Note: clinical notes contain identified protected health information (PHI). Notes and related CLARK files should be treated securely and saved in a location approved at your institution for storing PHI.  

A Classification Example

To illustrate a simplified clinical example of a CLARK analysis, consider this situation: researchers must recruit people with sleep apnea for a study to test out a new therapy. In order to do this, we are tasked with identifying patients with sleep apnea from some hospitals in the area based on the content of their clinical notes (some of which might not have diagnoses attached yet). To identify a cohort for the study, an algorithm must first be built using a labeled training corpus of clinical notes. The scope of this example covers feature selection, algorithm selection, and algorithm evaluation on the training data.

The MIMIC-III database

This example uses clinical notes from the MIMIC III database as a training corpus. MIMIC is a database of clinical encounters developed by MIT and is available after requesting access. It contains de-identified healthcare data for approximately 60,000 hospital ICU admissions, ranging from demographics to imaging reports. You may create an account with and request access to MIMIC here. The “gold standard” set of notes was created using This R script and the NOTEEVENTS.csv, DIAGNOSES_ICD.csv, and D_ICD_DIAGNOSES.csv datasets from MIMIC.

The source datasets are large and may be difficult to view as text files or in excel. However, a computer that can run CLARK should be able to read the NOTEEVENTS.csv file into R after a few minutes. For brevity, this example uses a subset of patients and diagnoses from MIMIC notes.

Feature selection

Using CLARK requires no NLP expertise, allowing researchers to focus on selecting features in clinical notes to guide classification algorithms and save time.
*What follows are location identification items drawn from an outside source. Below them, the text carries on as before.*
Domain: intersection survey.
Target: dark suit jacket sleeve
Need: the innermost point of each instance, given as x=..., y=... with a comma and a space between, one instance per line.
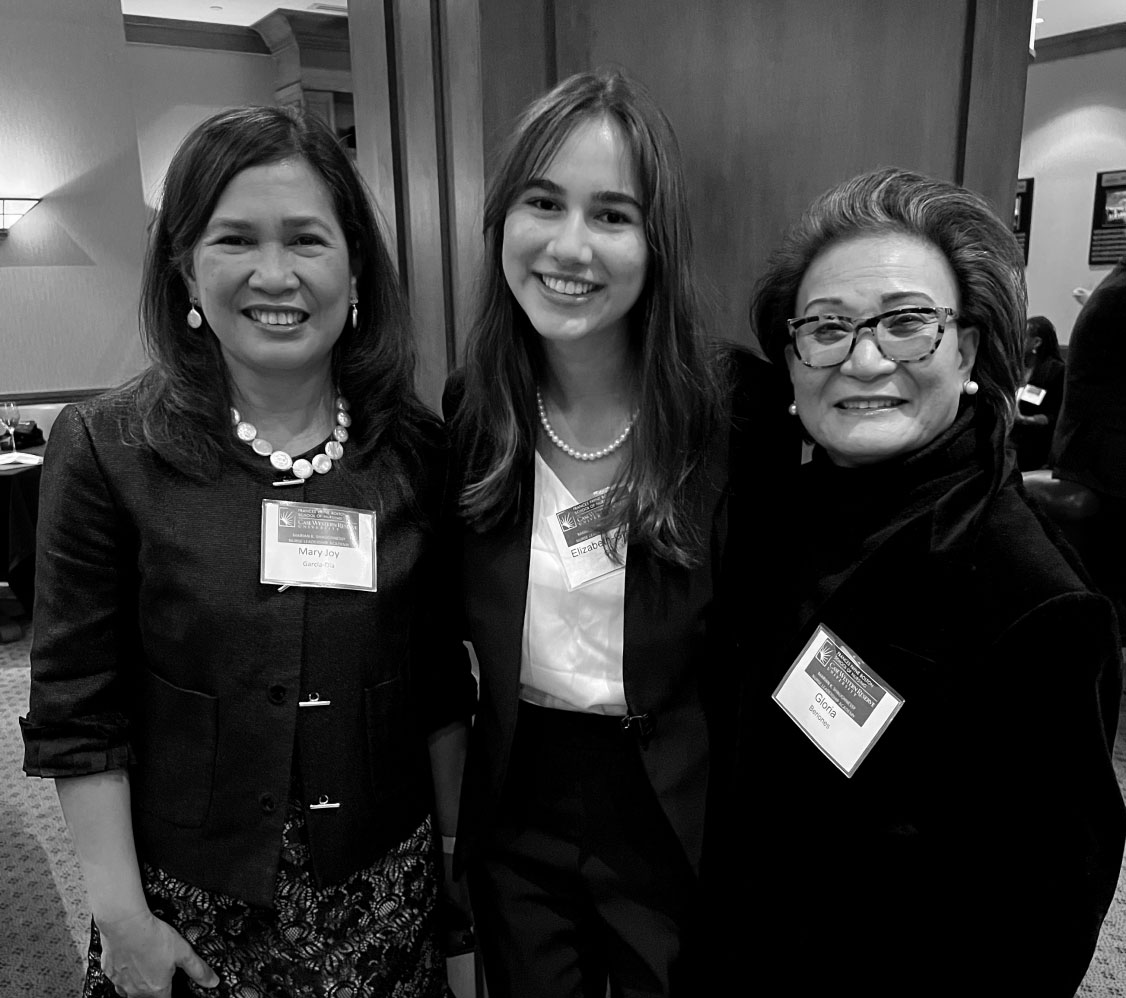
x=85, y=614
x=448, y=691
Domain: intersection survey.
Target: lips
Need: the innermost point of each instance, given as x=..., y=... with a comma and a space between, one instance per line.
x=568, y=286
x=276, y=317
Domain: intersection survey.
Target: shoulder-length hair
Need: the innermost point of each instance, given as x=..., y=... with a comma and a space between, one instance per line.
x=676, y=376
x=981, y=250
x=185, y=395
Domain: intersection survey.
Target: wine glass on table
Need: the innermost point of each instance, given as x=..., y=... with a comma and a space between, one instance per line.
x=9, y=416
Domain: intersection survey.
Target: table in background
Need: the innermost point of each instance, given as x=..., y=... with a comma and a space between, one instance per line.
x=19, y=506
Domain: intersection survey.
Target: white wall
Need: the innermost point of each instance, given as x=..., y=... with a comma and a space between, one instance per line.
x=69, y=272
x=175, y=89
x=89, y=123
x=1074, y=127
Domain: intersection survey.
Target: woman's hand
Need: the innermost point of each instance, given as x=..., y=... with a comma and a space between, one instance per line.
x=140, y=955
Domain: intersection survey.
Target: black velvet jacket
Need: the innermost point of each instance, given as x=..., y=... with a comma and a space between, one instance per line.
x=157, y=648
x=976, y=848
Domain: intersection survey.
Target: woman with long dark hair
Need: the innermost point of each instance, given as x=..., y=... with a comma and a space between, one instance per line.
x=595, y=427
x=249, y=722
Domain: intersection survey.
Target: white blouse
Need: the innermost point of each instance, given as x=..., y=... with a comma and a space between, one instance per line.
x=573, y=632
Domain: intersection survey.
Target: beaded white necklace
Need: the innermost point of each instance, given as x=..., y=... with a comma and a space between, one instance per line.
x=571, y=452
x=302, y=468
Features can be words, phrases, or numeric values that are likely to be associated with a particular group. Some features may be strongly associated with more than one possible group, and the models may perform better while excluding these features. CLARK’s algorithms self-train by cross-validation, and each algorithm considers every feature selected by the user. Figure 1 displays the “Algorithm Setup” pane where features are loaded or created and selected in CLARK. This is part of why feature and model selection can and should be an iterative process. In the sleep apnea example, age may be a possible confounding factor, as older age may correlate with sleep apnea, osteoporosis, and dehydration.

A “gold standard” set of notes is used to train a model with features that distinguish sleep apnea patients from others admitted to the hospitals. For simplicity in this example, we will try to distinguish sleep apnea patients from a population that also includes those admitted with dehydration and osteoporosis. These are real clinical notes that differ greatly in content from the “notes” in the animal corpus example. It should take several iterations of feature selection to classify patients of the different diseases in this example.